"AI Technology Revolutionizing the Role of Prompt Engineers: Job Displacement in Progress"

2024-03-13

How many times have we heard that prompting is the job of the future? Since the launch of ChatGPT, everyone has been trying to prompt the chatbot in different ways and calling it a job. Some people are worried that they will lose their jobs due to the emergence of this new role. However, it is now evident that AI can do this job better than humans.


"Who would really believe that 'prompting in ChatGPT' would be a high-paying full-time job?" a user asked on HackerNews.


In a recent study, researchers at VMware found that large language models become more unpredictable when humans start trying strange prompts. Interestingly, another research team found that "humans should no longer manually optimize prompts." The best prompt engineering is done by AI models themselves.


Many problems with manual prompting


VMware's Rick Battle and Teja Gollapudi experimented with large and small language models and tried different prompting techniques to find the optimal and most effective methods. "Surprisingly and frustratingly, small modifications to prompts cause such large fluctuations in performance," the conclusion of the paper stated.
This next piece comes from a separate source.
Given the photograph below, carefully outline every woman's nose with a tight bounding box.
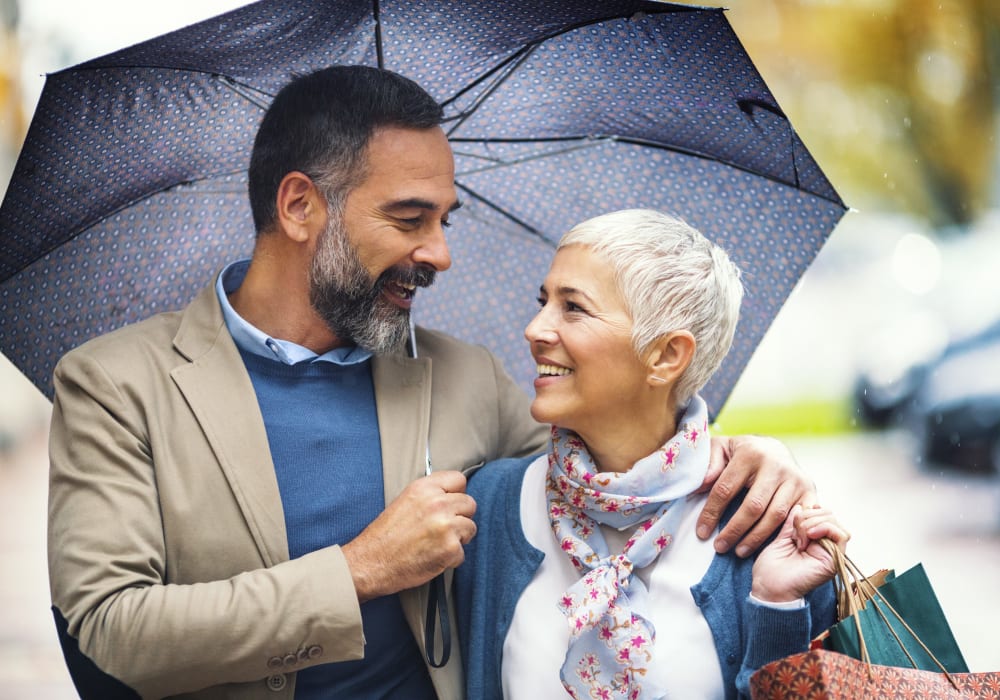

They also emphasized that there is no clear way to improve performance, and the effects are minimal. For example, the study concluded that practitioners don't even need to use models of the scale of GPT-4 or PaLM-2 to achieve effective prompts. In their experiments, Llama 13B and Mistral-7B were able to generate "more sophisticated prompts," which surprised them.


"It is undeniable that autogenerated prompts perform better and are more general than 'actively thinking' prompts manually adjusted," the paper concluded, stating that even when positive affirmations are inputted to the chatbot, the performance of auto-prompts (also known as completions) is better.


"I can't believe some of the things it generates," Battle said in an interview, referring to prompts generated by the system itself, which no human could come up with because it's too strange.


Biases in machine learning systems may come from biased training data. But that's just one of many sources of bias. It can be said that prompt engineering may be an even worse source of bias.


Another aspect of prompt engineering is that it introduces biases into the model's output, and observers may attribute these biases to the AI model itself. "It can be said that prompt engineering may be an even worse source of bias," said François Chollet.


People confuse prompt engineering with simply inputting prompts in English to chatbots, but the model actually performs a lot of mathematical computations, and English is just the frontend of the model. Therefore, AI models can do better.


This makes perfect sense. "The demand for prompt engineering in large language models is a sign of a lack of robust language understanding," wrote Melanie Mitchell in a post on X last year. Even after a year of language model development and expansion, it seems to still be the case.


Is prompt engineering just a passing trend?


Just as C++ is considered a "dying language," prompt engineering is also seen as a passing trend. Logging into ChatGPT or Codex and directly inputting what you want is not as easy as it seems. It's a skill that needs to be learned. Now that AI does it better than humans, the disappearance of prompt engineering is only a matter of time. But will it really disappear?


Most prompt engineering is just a trial-and-error process, and now with AI, there's no need to do that anymore. Now, as companies start hiring positions like LLMOps, they may be labeled as new prompt engineers, but as a profession, it won't disappear.


Douglas Crockford, one of the developers of JavaScript and the creator of the JSON format, expressed concerns about English as a programming language "because it's too ambiguous."


He explained that the fundamental rule of programming is that a program must be perfect. "It must be perfect in every aspect, every detail, every state, and every time." He further stated that if it's not perfect, the computer can do the worst things at the worst time. "It's not the computer's fault, it's the programmer's fault," he pointed out.


Another important aspect of prompt engineering is that it is constantly changing as people try different data sources and different AI models. As companies adopt different open-source and closed-source models, there may still be a need for someone to find the best prompt combinations for each model.


We now call them prompt engineers, but as AI advances, we may use other names to refer to them. This is not to say that prompt engineering has no value. It has found its place and may exist for a while, but not for too long.